En fait, Sextus Roscius fils a été victime d'une machination tramée dans l'ombre par son propre cousin Capiton, jaloux, qui travaillait comme contremaître pour son oncle. Celui-ci fit donc assassiner, par son complice Magnus, son oncle et patron Sextus Roscius senior alors que ce dernier, sortant d'un banquet ivre et insouciant, rentrait paisiblement chez lui. Avec d'autres, ledit Magnus, qui habitait non loin du lieu de l'embuscade, « découvrit » le corps sans vie du riche propriétaire foncier. Il fit aussitôt prévenir son commanditaire Capiton en lui faisant parvenir l'épée du meurtre.

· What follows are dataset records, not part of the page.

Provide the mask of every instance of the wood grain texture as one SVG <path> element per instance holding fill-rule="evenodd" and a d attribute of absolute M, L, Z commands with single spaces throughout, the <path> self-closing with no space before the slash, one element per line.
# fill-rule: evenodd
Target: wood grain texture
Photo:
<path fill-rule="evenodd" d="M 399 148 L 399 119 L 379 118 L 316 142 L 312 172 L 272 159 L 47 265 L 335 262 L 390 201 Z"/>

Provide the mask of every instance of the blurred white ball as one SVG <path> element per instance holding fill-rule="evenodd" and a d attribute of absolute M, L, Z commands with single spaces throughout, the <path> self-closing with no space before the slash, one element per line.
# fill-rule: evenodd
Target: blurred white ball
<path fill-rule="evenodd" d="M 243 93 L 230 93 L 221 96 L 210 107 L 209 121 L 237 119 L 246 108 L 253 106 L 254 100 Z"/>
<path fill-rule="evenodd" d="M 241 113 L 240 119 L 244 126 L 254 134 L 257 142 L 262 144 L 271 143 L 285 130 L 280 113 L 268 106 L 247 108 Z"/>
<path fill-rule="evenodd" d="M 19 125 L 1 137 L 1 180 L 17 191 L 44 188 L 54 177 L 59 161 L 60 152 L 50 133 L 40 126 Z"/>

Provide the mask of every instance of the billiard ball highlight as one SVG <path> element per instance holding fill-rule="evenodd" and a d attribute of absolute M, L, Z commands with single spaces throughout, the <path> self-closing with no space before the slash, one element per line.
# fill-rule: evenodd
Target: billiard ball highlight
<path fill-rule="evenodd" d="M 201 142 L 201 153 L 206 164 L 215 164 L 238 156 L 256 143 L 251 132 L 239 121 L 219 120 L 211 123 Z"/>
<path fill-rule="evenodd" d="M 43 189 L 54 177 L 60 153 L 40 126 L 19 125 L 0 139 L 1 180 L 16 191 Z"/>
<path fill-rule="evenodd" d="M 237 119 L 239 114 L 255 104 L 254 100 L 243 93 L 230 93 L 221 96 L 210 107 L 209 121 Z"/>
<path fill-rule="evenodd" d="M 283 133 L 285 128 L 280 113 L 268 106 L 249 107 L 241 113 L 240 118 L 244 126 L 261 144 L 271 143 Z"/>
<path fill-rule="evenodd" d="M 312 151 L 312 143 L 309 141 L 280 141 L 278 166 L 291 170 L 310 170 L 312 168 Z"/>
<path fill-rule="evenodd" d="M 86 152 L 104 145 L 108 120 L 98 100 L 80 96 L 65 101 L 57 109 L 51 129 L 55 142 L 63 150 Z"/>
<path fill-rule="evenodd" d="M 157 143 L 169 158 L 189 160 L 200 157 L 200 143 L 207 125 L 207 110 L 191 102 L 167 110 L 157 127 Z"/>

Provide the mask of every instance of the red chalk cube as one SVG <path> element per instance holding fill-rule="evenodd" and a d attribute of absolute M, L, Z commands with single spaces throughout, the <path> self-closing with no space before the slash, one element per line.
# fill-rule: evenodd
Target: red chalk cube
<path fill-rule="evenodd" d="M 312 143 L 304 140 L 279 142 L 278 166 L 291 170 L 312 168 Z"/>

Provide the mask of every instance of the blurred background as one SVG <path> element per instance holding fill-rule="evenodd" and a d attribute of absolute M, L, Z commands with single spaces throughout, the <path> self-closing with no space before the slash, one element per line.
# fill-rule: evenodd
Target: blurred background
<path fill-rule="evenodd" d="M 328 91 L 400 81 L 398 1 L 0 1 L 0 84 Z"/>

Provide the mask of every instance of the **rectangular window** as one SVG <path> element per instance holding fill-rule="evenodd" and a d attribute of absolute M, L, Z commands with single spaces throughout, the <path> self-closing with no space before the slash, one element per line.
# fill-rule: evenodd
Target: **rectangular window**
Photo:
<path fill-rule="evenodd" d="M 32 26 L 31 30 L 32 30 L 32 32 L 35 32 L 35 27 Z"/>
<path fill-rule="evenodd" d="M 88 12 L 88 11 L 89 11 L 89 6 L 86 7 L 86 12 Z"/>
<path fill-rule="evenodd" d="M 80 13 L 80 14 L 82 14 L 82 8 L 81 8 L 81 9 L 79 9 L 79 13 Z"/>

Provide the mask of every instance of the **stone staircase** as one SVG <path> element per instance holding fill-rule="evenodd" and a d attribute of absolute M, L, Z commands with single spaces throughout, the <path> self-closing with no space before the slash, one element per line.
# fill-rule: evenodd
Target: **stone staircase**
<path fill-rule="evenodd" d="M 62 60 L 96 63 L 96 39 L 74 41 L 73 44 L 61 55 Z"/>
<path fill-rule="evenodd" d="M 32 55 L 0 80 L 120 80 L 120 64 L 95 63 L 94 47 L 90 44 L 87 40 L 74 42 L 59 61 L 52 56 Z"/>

Les deux scélérats se hâtèrent d'en instruire Chrysogonus, affranchi et favori de Sylla. Ils avaient conçu le projet de s'emparer de la fortune de leur parent. Ils proposèrent à cet affranchi, dont le pouvoir était immense, de s'associer à ce projet odieux. Il fallait obtenir du dictateur que le nom de Roscius fût placé sur les tables de proscription, et que ses biens fussent confisqués et vendus. Chrysogonus l'obtint d'autant plus facilement que c'est lui qui était chargé d'établir ces fameuses listes. Ainsi les biens du « proscrit » tombèrent-ils dans l'escarcelle de l'État : les treize fermes de Sextus Roscius senior furent mises aux enchères. Un acquéreur qui en proposait six millions de sesterces fut réduit au silence par la menaçante présence d'hommes de main, et les fermes furent adjugées à Chrysogonus pour seulement... deux mille sesterces !

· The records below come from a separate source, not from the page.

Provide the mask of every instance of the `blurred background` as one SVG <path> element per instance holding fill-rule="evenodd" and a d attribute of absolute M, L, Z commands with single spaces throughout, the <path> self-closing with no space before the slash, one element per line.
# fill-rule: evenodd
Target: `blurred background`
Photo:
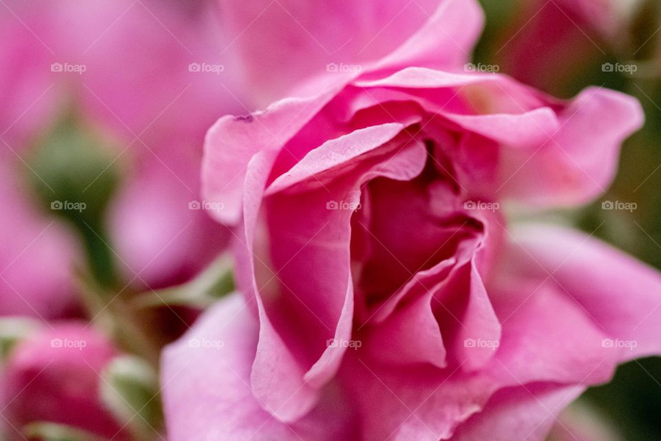
<path fill-rule="evenodd" d="M 661 1 L 481 1 L 478 68 L 563 98 L 594 85 L 640 101 L 647 123 L 613 187 L 589 207 L 543 216 L 661 268 Z M 256 105 L 219 17 L 207 0 L 0 0 L 0 316 L 85 320 L 154 376 L 158 348 L 231 289 L 231 234 L 199 195 L 202 145 L 218 116 Z M 0 325 L 0 354 L 30 329 Z M 140 384 L 123 399 L 148 427 L 127 424 L 149 439 L 162 424 L 148 399 L 158 391 Z M 576 409 L 567 426 L 661 440 L 661 359 L 622 366 Z M 107 438 L 123 429 L 67 424 Z"/>
<path fill-rule="evenodd" d="M 625 143 L 612 187 L 590 207 L 551 214 L 661 268 L 661 1 L 481 3 L 487 28 L 475 63 L 560 97 L 594 85 L 642 104 L 645 125 Z M 621 439 L 661 439 L 661 358 L 621 366 L 611 383 L 579 402 L 597 409 Z"/>

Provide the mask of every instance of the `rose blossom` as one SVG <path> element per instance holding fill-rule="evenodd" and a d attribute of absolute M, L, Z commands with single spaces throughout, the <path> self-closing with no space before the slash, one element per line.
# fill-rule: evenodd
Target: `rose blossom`
<path fill-rule="evenodd" d="M 243 296 L 166 349 L 169 439 L 543 440 L 658 352 L 655 271 L 501 210 L 598 196 L 638 103 L 465 72 L 481 24 L 443 1 L 360 70 L 210 130 L 205 198 L 234 225 Z"/>

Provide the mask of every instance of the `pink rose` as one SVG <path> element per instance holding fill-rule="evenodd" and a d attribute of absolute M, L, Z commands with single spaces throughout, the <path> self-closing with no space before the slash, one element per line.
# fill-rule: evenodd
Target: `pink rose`
<path fill-rule="evenodd" d="M 76 322 L 44 327 L 18 343 L 4 366 L 0 391 L 0 425 L 8 439 L 25 440 L 21 433 L 30 423 L 52 422 L 128 440 L 101 398 L 101 373 L 116 355 L 103 336 Z"/>
<path fill-rule="evenodd" d="M 543 440 L 661 349 L 661 276 L 501 209 L 598 196 L 640 105 L 466 72 L 481 25 L 443 1 L 359 71 L 209 130 L 205 198 L 235 225 L 244 298 L 165 350 L 170 439 Z"/>

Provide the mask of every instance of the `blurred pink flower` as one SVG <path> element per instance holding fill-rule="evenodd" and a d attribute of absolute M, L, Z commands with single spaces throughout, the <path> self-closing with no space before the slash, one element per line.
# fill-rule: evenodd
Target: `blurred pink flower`
<path fill-rule="evenodd" d="M 190 278 L 226 240 L 189 207 L 202 202 L 204 132 L 245 110 L 212 4 L 200 5 L 192 14 L 150 1 L 10 1 L 0 15 L 0 79 L 11 85 L 0 90 L 3 158 L 20 164 L 72 103 L 113 139 L 125 181 L 110 245 L 125 278 L 143 287 Z"/>
<path fill-rule="evenodd" d="M 74 304 L 81 250 L 73 232 L 23 196 L 21 181 L 0 159 L 0 316 L 61 317 Z"/>
<path fill-rule="evenodd" d="M 600 69 L 623 47 L 638 0 L 522 1 L 494 52 L 504 72 L 545 90 Z M 558 69 L 558 66 L 562 66 Z"/>
<path fill-rule="evenodd" d="M 20 432 L 26 424 L 46 422 L 127 440 L 101 398 L 101 373 L 116 355 L 102 336 L 76 322 L 44 327 L 19 343 L 2 378 L 2 423 L 9 439 L 25 440 Z"/>
<path fill-rule="evenodd" d="M 269 21 L 284 35 L 344 12 L 289 10 Z M 170 439 L 543 440 L 617 363 L 661 350 L 659 274 L 500 211 L 597 197 L 639 104 L 467 72 L 481 25 L 445 0 L 373 60 L 343 53 L 315 88 L 209 130 L 205 198 L 234 225 L 244 298 L 166 349 Z M 327 59 L 306 44 L 300 59 Z"/>

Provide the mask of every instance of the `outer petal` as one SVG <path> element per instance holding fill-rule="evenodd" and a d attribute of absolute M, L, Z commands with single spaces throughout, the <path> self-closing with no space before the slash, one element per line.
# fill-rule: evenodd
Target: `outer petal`
<path fill-rule="evenodd" d="M 549 281 L 611 339 L 605 345 L 620 347 L 621 361 L 661 352 L 658 271 L 563 227 L 522 226 L 514 237 L 512 249 L 521 271 L 542 280 L 550 274 Z"/>
<path fill-rule="evenodd" d="M 507 196 L 536 206 L 584 203 L 605 192 L 622 141 L 643 123 L 635 99 L 603 88 L 586 89 L 563 103 L 503 75 L 420 68 L 356 85 L 415 92 L 414 99 L 472 134 L 450 154 L 467 176 L 485 145 L 497 153 L 487 166 L 495 176 L 478 180 L 481 185 L 474 178 L 463 185 L 494 199 Z M 446 88 L 455 91 L 449 101 L 441 92 Z M 442 99 L 434 105 L 437 96 Z"/>
<path fill-rule="evenodd" d="M 462 425 L 454 441 L 543 441 L 562 409 L 584 390 L 580 386 L 531 384 L 499 391 Z"/>
<path fill-rule="evenodd" d="M 241 217 L 246 170 L 254 155 L 270 151 L 262 172 L 268 176 L 275 156 L 288 141 L 326 103 L 337 90 L 313 99 L 287 99 L 266 111 L 246 116 L 223 116 L 207 134 L 202 169 L 202 194 L 224 209 L 211 213 L 217 220 L 235 225 Z M 266 176 L 264 177 L 264 181 Z"/>
<path fill-rule="evenodd" d="M 259 322 L 242 296 L 222 300 L 162 356 L 162 384 L 168 439 L 350 439 L 341 402 L 288 425 L 253 396 L 250 372 Z M 329 404 L 330 405 L 330 404 Z"/>

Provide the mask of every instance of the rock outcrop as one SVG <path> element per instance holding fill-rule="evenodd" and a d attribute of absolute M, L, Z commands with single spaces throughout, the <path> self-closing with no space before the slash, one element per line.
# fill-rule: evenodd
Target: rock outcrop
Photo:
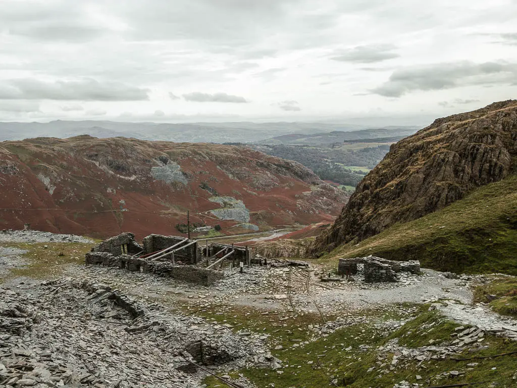
<path fill-rule="evenodd" d="M 516 159 L 517 100 L 439 118 L 391 146 L 311 253 L 439 210 L 514 172 Z"/>

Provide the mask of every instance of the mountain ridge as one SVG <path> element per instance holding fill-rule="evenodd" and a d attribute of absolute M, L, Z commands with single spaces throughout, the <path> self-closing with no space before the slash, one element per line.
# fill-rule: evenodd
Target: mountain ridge
<path fill-rule="evenodd" d="M 437 119 L 390 147 L 311 250 L 316 256 L 418 219 L 515 171 L 517 100 Z"/>

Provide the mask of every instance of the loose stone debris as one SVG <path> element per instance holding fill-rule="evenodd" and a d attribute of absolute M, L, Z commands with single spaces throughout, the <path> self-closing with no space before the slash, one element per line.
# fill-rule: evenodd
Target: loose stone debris
<path fill-rule="evenodd" d="M 109 239 L 87 255 L 87 262 L 91 260 L 90 264 L 100 265 L 69 265 L 65 270 L 70 278 L 0 288 L 0 387 L 202 387 L 206 372 L 194 364 L 226 373 L 265 367 L 280 374 L 293 367 L 287 360 L 281 361 L 282 352 L 325 340 L 340 329 L 373 324 L 387 335 L 397 330 L 404 324 L 403 319 L 376 321 L 358 311 L 404 302 L 430 304 L 431 309 L 456 320 L 457 330 L 449 341 L 439 344 L 431 340 L 418 348 L 390 341 L 376 349 L 378 357 L 369 371 L 382 375 L 402 370 L 415 361 L 423 365 L 431 360 L 452 358 L 459 352 L 483 349 L 485 338 L 490 336 L 517 339 L 514 321 L 482 304 L 470 305 L 469 285 L 483 276 L 421 272 L 417 262 L 401 264 L 370 257 L 360 258 L 363 262 L 347 263 L 352 269 L 357 265 L 356 273 L 348 276 L 354 277 L 354 281 L 338 278 L 338 281 L 326 283 L 321 279 L 327 273 L 310 263 L 268 258 L 267 265 L 261 265 L 263 258 L 247 256 L 249 251 L 245 248 L 238 250 L 241 256 L 238 258 L 232 260 L 230 255 L 221 260 L 237 250 L 232 246 L 200 247 L 195 253 L 183 252 L 184 257 L 166 251 L 158 255 L 165 255 L 163 261 L 154 260 L 146 255 L 156 255 L 177 243 L 171 236 L 151 235 L 155 236 L 140 245 L 130 235 Z M 47 238 L 62 241 L 58 236 Z M 178 247 L 189 243 L 179 238 Z M 6 252 L 0 248 L 0 262 L 9 256 Z M 235 260 L 240 262 L 248 257 L 249 265 L 242 272 L 235 268 Z M 217 270 L 207 269 L 218 260 L 220 264 L 212 267 Z M 370 268 L 385 271 L 382 276 L 376 270 L 377 275 L 369 278 L 366 261 L 373 263 Z M 224 266 L 219 266 L 220 263 Z M 174 268 L 189 267 L 223 276 L 204 282 L 171 274 L 180 270 Z M 367 280 L 372 277 L 377 280 Z M 168 294 L 174 297 L 165 297 Z M 239 330 L 238 325 L 219 324 L 196 314 L 207 310 L 224 314 L 239 306 L 260 309 L 266 315 L 283 311 L 285 319 L 307 313 L 321 314 L 322 319 L 320 323 L 309 325 L 306 340 L 277 346 L 269 342 L 267 335 Z M 330 315 L 334 318 L 326 320 Z M 279 329 L 286 325 L 281 323 L 283 319 L 275 325 Z M 288 329 L 294 328 L 285 328 Z M 342 350 L 360 357 L 372 349 L 360 345 L 353 349 L 343 347 Z M 443 378 L 462 372 L 449 371 Z M 329 377 L 337 381 L 333 375 Z M 242 376 L 233 381 L 253 386 Z M 401 381 L 394 386 L 428 385 Z"/>
<path fill-rule="evenodd" d="M 418 260 L 394 261 L 370 255 L 367 257 L 340 259 L 338 273 L 342 276 L 346 275 L 347 278 L 357 275 L 361 264 L 362 278 L 367 283 L 398 281 L 400 272 L 418 275 L 420 272 L 420 262 Z"/>
<path fill-rule="evenodd" d="M 105 285 L 65 279 L 32 291 L 0 288 L 0 386 L 194 387 L 202 374 L 188 361 L 281 364 L 262 336 L 171 315 Z"/>
<path fill-rule="evenodd" d="M 200 262 L 203 256 L 206 260 Z M 215 261 L 210 263 L 212 259 Z M 151 273 L 209 286 L 224 276 L 223 272 L 214 267 L 220 264 L 220 268 L 222 268 L 225 259 L 231 260 L 231 268 L 237 263 L 241 268 L 245 263 L 251 265 L 247 247 L 212 243 L 202 247 L 197 240 L 159 234 L 147 236 L 141 246 L 134 234 L 125 233 L 96 245 L 86 253 L 85 261 L 88 265 Z"/>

Chrysogonus conserva pour lui dix de ces fermes, dont il confia la gestion à Magnus, et il fit cadeaux des trois autres à Capiton.

Un procès exemplaire

Le procès se déroule en pleine séances ouverte sur le Forum, et amènent un large public attiré par les relents de scandale qui pèsent sur cette affaire ténébreuse.

L'accusation est portée par le célèbre procureur Erucius, choisi par Chrysogonus, un Grec affranchi, ancien esclave et bras droit de Sylla lui-même, pour mener cette bataille, qui a déjà gagné de nombreux procès. Erucius essaie de prouver devant les juges assemblés que Sextus Roscius fils aurait tué son père pour se venger d'avoir été déshérité.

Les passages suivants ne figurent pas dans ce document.